ABSTRACT
This study examines the early impact of a Local Self-Sufficiency (LSS) program of the Housing Authority of Champaign County (HACC), Illinois, on recipients’ total annual household income and earnings, and employment. In 2013, HACC, through LSS, mandated work requirements for households with working-age, able-bodied adult members and imposed sanctions on those who did not meet the program requirements. We find that, between 2012 and 2014, the LSS program led to an average increase of $2,283 in earnings for an individual household. In aggregate, this allowed HACC to serve an additional 98 (9%) LSS-eligible households for a year. Also, LSS-eligible households experienced an increase in the employment–adult ratio by 11.6 percentage points. The LSS program also had a larger impact for more economically disadvantaged households with no prior work history.
Disclosure Statement
No potential conflict of interest was reported by the authors.
Notes
1. Exiters are FSS program participants who exited before graduating, forfeiting their escrow. Silva et al. (Citation2011) find that nearly one fourth of the participants graduated from the FSS program whereas more than one third left the program without completing their FSS contracts.

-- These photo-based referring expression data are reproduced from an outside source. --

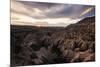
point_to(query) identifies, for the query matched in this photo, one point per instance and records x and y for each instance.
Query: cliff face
(33, 46)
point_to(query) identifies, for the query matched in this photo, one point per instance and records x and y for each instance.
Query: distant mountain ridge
(75, 43)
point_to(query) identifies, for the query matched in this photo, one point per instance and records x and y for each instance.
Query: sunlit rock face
(49, 45)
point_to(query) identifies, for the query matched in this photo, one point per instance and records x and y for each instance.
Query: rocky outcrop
(35, 46)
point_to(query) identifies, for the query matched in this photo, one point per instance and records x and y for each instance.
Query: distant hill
(51, 45)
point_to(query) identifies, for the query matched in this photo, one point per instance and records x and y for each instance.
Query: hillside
(52, 45)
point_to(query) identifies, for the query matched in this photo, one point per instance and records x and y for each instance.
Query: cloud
(38, 13)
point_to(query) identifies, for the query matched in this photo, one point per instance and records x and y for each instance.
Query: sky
(48, 14)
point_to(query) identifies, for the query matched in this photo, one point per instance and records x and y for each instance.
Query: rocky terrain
(32, 45)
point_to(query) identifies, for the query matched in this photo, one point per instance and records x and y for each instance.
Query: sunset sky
(48, 14)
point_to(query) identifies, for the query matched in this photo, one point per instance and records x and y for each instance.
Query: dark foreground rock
(52, 45)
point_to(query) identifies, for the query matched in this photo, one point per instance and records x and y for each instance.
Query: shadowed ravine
(32, 45)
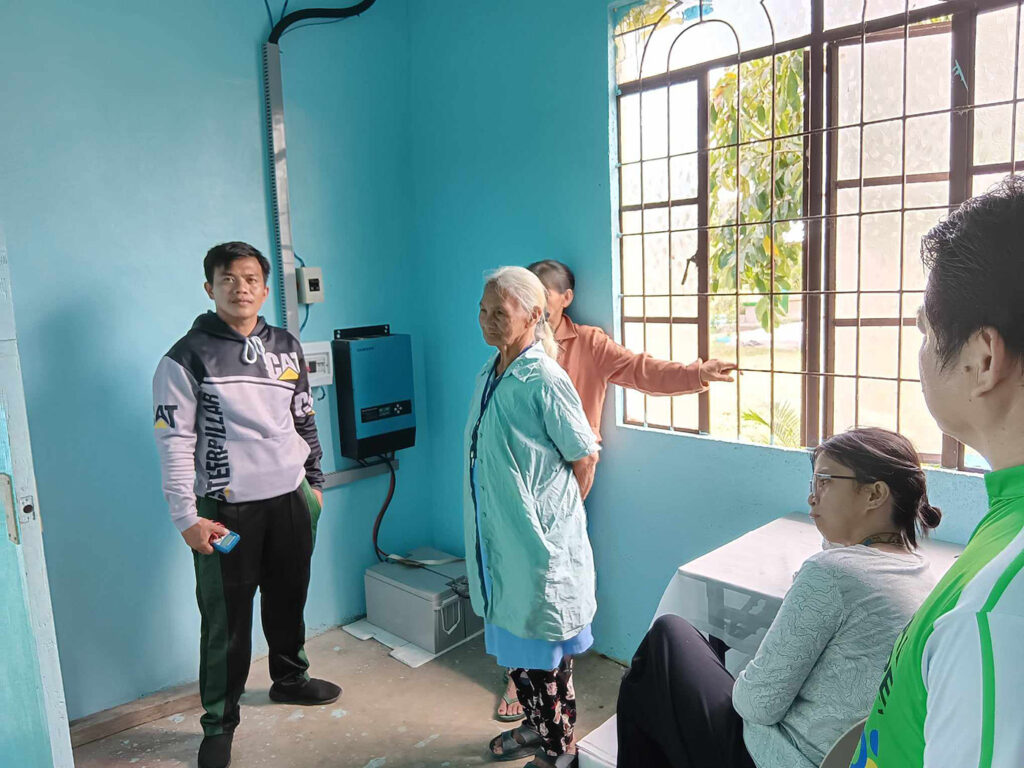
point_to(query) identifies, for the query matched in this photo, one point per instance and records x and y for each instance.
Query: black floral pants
(549, 700)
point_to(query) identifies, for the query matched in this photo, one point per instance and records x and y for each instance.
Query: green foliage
(786, 426)
(645, 14)
(762, 182)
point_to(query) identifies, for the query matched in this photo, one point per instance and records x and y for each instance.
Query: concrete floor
(390, 716)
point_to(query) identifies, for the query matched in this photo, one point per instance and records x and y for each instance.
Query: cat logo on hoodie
(164, 418)
(283, 367)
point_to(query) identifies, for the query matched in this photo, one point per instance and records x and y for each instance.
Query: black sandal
(512, 748)
(543, 760)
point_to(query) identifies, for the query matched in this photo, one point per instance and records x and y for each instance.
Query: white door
(33, 716)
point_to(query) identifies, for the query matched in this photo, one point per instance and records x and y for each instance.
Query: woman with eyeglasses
(818, 668)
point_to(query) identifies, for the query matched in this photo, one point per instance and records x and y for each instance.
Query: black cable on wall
(299, 15)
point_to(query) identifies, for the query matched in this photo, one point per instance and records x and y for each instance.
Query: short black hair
(554, 274)
(225, 254)
(976, 257)
(873, 454)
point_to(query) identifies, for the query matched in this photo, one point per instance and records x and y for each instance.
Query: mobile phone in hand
(225, 543)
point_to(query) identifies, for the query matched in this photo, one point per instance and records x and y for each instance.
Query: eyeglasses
(820, 479)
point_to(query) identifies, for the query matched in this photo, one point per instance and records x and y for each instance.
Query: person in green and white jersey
(950, 693)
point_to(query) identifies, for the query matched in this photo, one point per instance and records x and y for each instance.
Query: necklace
(887, 538)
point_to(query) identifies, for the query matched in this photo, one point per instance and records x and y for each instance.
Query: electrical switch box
(310, 285)
(320, 363)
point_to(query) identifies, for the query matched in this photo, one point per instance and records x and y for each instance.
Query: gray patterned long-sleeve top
(818, 668)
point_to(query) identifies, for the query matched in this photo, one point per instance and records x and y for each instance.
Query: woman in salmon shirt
(593, 360)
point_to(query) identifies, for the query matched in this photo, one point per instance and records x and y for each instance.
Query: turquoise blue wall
(511, 141)
(132, 140)
(428, 142)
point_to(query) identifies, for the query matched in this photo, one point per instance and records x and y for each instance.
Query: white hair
(520, 284)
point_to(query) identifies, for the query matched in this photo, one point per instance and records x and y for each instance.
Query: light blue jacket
(532, 521)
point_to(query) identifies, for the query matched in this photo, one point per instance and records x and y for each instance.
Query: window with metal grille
(778, 163)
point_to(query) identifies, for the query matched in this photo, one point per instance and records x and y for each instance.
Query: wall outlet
(310, 285)
(318, 363)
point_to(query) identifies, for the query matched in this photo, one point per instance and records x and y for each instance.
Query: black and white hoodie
(233, 417)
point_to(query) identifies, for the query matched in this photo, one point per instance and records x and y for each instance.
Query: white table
(732, 595)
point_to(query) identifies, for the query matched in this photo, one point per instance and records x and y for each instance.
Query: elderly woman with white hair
(529, 451)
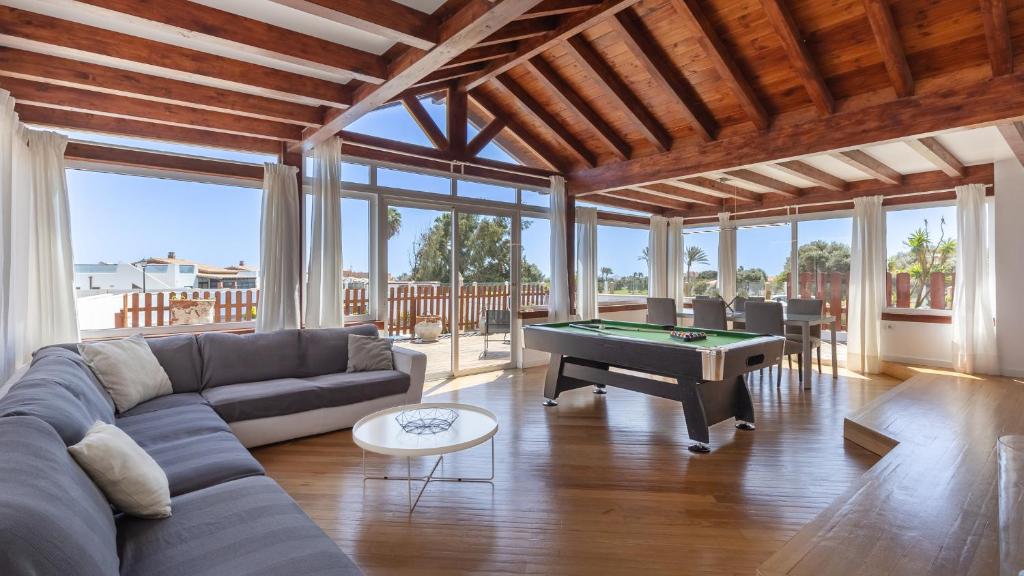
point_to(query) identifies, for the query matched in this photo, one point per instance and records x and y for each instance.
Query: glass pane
(762, 253)
(485, 274)
(700, 261)
(389, 177)
(922, 256)
(120, 254)
(622, 263)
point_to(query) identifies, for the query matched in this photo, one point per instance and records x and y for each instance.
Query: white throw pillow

2. We carefully determine pretreatment control covariates through iterating PSM estimations and matching results. First, there exists no consensus on neighborhood characteristics that should be included in the estimation to control for heterogeneous regional effects. Studies subjectively choose the types and number of characteristics. On the other hand, including too many extraneous variables would create issues of overparameterization in the PSM estimation, which exacerbates the common support problem as well as increases variance of the estimates (Bryson, Dorsett, & Purdon, Citation2002; Caliendo & Kopeinig, Citation2008). Initially, we run the PSM regressions, using a set of neighborhood characteristics in addition to household characteristics and lagged variables, and observe that the model’s matching quality falls outside of the acceptable range when adding more than two neighborhood characteristics. Also, even though the matching results are acceptable, many intervention group observations are dropped because of the common support condition. Based on the data and matching estimation, we decided to include the poverty rates variable that represents the region’s overall characteristics. Additionally, although we acknowledge that the type of housing assistance can be an important factor affecting recipients’ labor-market outcomes, we did not include the variable in the matching estimation, for the same reason as above. The key difference between the HCV program and public housing is the former’s flexibility in mobility. Specifically, during the analysis period, the HCV recipients could move to another location if rent affordability and housing quality standards were met, whereas public housing residents could not. We attempt to control for the effect of changing neighborhoods over time by adding census-tract level dummy variables in regressions reported in .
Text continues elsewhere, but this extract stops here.